# Journey to millions then billions



## jdam (Apr 4, 2012)

Hello everyone. Thanks for checking my post. 

I haven’t been very active since I joint in 2012. But my investment has been running at full speed. I want to share my journey with you and heard your feedback.

A bit about myself. I promise, this is the only long post, the subsequent posts will be shorter. if you have any questions feel free to ask. I like to remain anonymous.
Education: engineering 
Job: IT support
Age: mid 30’s
Married with 1 kid.
Income: average IT salary

Investment style evolution:
Started from stock picking to value investing to indexing (with a few moonshots)
Goal: 20%+ return per year. 100’s millions by 60, billion by 80
one of the main reason why I want to have so much money is because i want to be able to afford the best health care when I am old, or possibly extend my life (future technology might make it happen)
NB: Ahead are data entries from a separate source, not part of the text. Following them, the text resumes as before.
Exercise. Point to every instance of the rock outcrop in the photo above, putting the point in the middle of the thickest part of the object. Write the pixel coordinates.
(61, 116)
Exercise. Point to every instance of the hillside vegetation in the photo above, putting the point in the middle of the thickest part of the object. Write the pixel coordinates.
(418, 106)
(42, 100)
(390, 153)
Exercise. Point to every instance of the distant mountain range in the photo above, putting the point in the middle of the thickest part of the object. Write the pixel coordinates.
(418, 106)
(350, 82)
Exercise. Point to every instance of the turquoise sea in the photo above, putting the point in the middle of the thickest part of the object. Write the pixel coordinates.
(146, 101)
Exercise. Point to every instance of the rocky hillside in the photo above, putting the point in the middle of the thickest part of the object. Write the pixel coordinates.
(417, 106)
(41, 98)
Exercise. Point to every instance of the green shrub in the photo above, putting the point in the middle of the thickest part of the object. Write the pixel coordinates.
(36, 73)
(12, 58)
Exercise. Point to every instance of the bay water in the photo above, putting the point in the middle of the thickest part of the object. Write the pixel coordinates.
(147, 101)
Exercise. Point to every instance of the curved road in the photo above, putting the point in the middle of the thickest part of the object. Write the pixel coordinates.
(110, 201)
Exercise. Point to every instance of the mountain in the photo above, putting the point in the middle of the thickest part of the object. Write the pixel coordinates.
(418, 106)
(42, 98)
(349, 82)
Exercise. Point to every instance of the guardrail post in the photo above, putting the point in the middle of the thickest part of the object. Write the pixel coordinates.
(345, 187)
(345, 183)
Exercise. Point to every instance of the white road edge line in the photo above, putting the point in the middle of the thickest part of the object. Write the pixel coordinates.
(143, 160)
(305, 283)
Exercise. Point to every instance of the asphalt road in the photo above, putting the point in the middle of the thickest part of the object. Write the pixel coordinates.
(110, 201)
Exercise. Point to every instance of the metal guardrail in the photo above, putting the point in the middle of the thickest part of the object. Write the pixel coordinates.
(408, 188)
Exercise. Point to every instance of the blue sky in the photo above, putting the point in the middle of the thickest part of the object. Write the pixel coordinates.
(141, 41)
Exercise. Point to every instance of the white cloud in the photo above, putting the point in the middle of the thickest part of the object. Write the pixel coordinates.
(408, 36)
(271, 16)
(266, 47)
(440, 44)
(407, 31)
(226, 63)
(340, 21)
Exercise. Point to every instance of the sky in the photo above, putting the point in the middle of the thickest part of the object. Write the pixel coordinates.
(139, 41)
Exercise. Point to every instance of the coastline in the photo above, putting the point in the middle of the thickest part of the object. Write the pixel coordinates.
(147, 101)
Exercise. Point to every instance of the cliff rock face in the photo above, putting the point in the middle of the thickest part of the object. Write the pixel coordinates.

Note: my investment style evolved a lot. I am at the point where I want to have safe, low volatility passive investment(10% to 20% return) and then use leverage to reach 20%+ return. Because picking stocks doesn’t guaranteed profitable return yearly. My personal return has been above 20% last 10 years (investment + work income). I like to keep it that way until I become a billionaire. I know most of you would say 20% return is too ambitious. But it isn’t impossible, many people started with nothing and became billionaires, their returns are more than 20% (check any self-made millionaires and billionaires)

Portfolio: 
2 houses, 2 cars
Equity: Canadian energy etf, US utility etf, Canadian weed etf(moonshots)

Started investing: 2007 
Net worth:
2007 = $20,000
2017 = $650,000


----------